Ai, como doeu em mim aquelas mosquinhas voando,
o cimento fechando,
os necessários cumprimentos,
aqueles milhões de olhos que se abriram para ver o cortejo passar,
e o ar abafado, parado...
Ele também não sabia o que fazer...
....
E tu, ali... Não derramou uma lágrima.
Apenas rezou, pois era só o que poderia ser feito mesmo...
Mas a tua tristeza me invadiu, a tua camisa branca e o teu silêncio de criança que perdeu o jogo...
Realmente, eu sinto muito pelo que aconteceu...
.....
Não sei se isso te alegra,
ou se irás ficar mais triste com o meu egoísmo...
Mas eu admito que ali, ao mesmo tempo, eu tive orgulho de estar carregando um pedaço da tua grandeza...

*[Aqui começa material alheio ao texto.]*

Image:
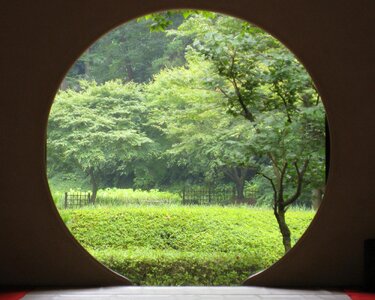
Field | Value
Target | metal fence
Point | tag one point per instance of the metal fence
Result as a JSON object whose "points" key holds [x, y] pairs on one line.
{"points": [[77, 199], [206, 195]]}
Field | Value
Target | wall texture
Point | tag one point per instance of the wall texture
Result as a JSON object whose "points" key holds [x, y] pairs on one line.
{"points": [[40, 40]]}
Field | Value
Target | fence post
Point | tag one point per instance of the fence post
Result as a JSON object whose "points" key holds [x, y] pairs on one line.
{"points": [[66, 200]]}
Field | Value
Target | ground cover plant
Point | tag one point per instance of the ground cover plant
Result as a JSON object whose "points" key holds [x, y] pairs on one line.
{"points": [[183, 245], [172, 104]]}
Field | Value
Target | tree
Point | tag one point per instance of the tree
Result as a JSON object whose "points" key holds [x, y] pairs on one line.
{"points": [[203, 137], [262, 82], [130, 53], [98, 130]]}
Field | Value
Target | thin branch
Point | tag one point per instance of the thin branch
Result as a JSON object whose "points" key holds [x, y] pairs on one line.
{"points": [[281, 187], [274, 190], [300, 174]]}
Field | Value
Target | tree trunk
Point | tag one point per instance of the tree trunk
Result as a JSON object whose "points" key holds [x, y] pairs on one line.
{"points": [[317, 197], [284, 229], [240, 185], [94, 186]]}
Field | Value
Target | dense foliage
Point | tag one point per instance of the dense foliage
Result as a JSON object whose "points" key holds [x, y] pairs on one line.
{"points": [[202, 98], [183, 245]]}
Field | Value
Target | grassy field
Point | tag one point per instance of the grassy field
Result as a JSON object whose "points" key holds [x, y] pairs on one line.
{"points": [[183, 245]]}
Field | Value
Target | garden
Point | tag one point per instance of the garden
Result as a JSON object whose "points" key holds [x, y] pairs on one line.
{"points": [[187, 148]]}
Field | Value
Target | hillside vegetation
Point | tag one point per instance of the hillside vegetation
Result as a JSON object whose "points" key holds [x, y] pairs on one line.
{"points": [[183, 245]]}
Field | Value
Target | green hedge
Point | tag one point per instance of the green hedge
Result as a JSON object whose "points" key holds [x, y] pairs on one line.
{"points": [[156, 267], [183, 245]]}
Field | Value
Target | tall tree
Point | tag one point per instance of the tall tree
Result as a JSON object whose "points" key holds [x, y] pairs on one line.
{"points": [[98, 130], [203, 137], [262, 82]]}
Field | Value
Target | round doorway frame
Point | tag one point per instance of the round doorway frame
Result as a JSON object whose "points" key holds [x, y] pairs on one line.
{"points": [[40, 250]]}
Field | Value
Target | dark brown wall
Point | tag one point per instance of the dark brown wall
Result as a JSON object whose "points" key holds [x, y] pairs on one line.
{"points": [[41, 39]]}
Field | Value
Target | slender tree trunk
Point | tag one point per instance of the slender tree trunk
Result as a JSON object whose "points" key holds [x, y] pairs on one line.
{"points": [[317, 197], [240, 185], [94, 186], [284, 229]]}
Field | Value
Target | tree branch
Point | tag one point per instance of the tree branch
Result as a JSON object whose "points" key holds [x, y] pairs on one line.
{"points": [[274, 191], [300, 174], [281, 187]]}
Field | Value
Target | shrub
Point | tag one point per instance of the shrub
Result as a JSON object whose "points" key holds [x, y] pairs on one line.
{"points": [[183, 245], [156, 267]]}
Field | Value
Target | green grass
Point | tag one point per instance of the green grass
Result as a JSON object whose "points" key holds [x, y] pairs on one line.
{"points": [[184, 245]]}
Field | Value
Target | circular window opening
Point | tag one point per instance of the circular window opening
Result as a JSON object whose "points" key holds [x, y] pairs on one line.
{"points": [[187, 148]]}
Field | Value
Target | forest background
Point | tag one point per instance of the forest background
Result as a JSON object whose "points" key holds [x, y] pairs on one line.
{"points": [[189, 99]]}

Pois tu és grande, forte, limpo...
E eu te digo que se eu conseguir fazer com que essa árvore seja tão frondosa quanto tu,
poderei dizer que a minha passagem pela Terra serviu para alguma coisa...
são como moscas em carniças
ResponderExcluirTexto inteligente. Gostei da forma como você coloca os extremos - morte e beleza - juntos.
ResponderExcluirSucesso com o blog!
No mínimo intenso... Gostei!!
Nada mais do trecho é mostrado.